Doch wie wird aus so einer guten Idee ein echtes und marktfähiges Produkt? Diese Frage konnte sich die Physikerin zuletzt intensiver widmen; Ezzatpour gehört zu den Teilnehmerinnen der ersten Runde eines speziellen Förderprogramms des Transfer- und Gründungsservice der MLU, finanziert aus Mitteln des Bundeswirtschaftsministeriums: Ziel von „EXIST-Women“ ist es, Frauen früh und niederschwellig an das Thema Unternehmensgründung heranzuführen, denn nach wie vor sind sie in Deutschland in diesem Bereich stark unterrepräsentiert.

„Die Teilnahme hat mir sehr geholfen“, sagt die Physikerin mit Blick auf die angebotenen Coachings wie auch die Betreuung durch erfahrene Mentoren und Mentorinnen.
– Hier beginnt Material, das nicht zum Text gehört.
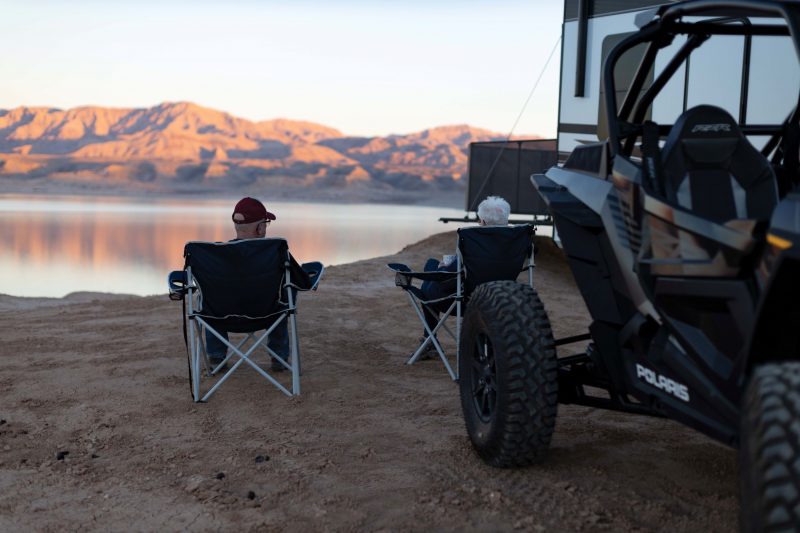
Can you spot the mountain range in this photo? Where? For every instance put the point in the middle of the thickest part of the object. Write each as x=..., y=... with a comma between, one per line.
x=185, y=146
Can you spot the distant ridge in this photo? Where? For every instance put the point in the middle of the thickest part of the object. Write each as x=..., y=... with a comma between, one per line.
x=187, y=145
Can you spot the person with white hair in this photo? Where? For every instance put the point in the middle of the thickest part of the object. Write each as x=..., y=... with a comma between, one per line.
x=492, y=211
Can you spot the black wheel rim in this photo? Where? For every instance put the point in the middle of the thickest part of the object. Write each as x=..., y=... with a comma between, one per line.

Sie habe zum Beispiel erfahren, was eine Geschäftsidee von einer Forschungsidee unterscheide. Ihr größter persönlicher Nutzen sei aber „eine Änderung meiner Denkweise“ gewesen. „Ich habe gelernt, Konzepte zu vereinfachen und mich auf die Interessen meiner Zielgruppe zu konzentrieren.“ Zur Förderung gehörte auch ein dreimonatiges Stipendium von bis zu 3.000 Euro pro Monat sowie ein eigenes kleines Projektbudget.

Jetzt fühlt sich die Forscherin gut vorbereitet für den nächsten Schritt: Am 19. November wird sie ihre Idee auf dem Investforum Pitch-Day 2024 in Magdeburg vorstellen. Dabei müssen die Teilnehmerinnen innerhalb eines kurzen Zeitfensters potenziellen Geldgebern ihr Geschäftskonzept schmackhaft machen. Von der Teilnahme erhofft sich Ezzatpour vor allem produktive Gespräche. „Ich wünsche mir, dass ich gemeinsam mit möglichen Investoren und Partnern darüber diskutieren kann, wie sie unsere Technologie in ihre Branchen integrieren können. Und ich würde gern ihre Vorschläge und Ideen dazu hören.“

Ganz gleich, wie der Pitch-Day für sie ausgeht, möchte Ezzaptour zunächst ihre Promotion fertigstellen. Dafür ist sie vor drei Jahren - mitten in der Pandemie - aus dem Iran nach Halle gezogen. Das war zugleich ihr erster Aufenthalt in Europa. Zuvor hatte sie an der Shahid Beheshti Universität in Teheran ihren Master in Physik abgeschlossen. An der MLU forscht sie in der von Prof. Dr. Jan Laufer geleiteten Fachgruppe für Medizinische Physik. Sie arbeitet vor allem an der Entwicklung von Methoden und Technologien im Bereich der so genannten photoakustischen Bildgebung. 

Sowohl im Institut als auch in Halle fühlt sie sich wohl. Die Uni biete ihr „eine angenehme Umgebung für akademische Arbeit“. In zwei Jahren, so schätzt sie, wird sie mit ihrer Doktorarbeit fertig sein. Wie es danach für sie, ihren Mann und ihre kurz nach der Ankunft in Halle geborene Tochter weitergeht, darauf will sich Marzieh Ezzatpour noch nicht festlegen. Sie könne sich eine Zukunft in der Forschung, aber auch in der Wirtschaft – vielleicht sogar mit eigener Firma – vorstellen.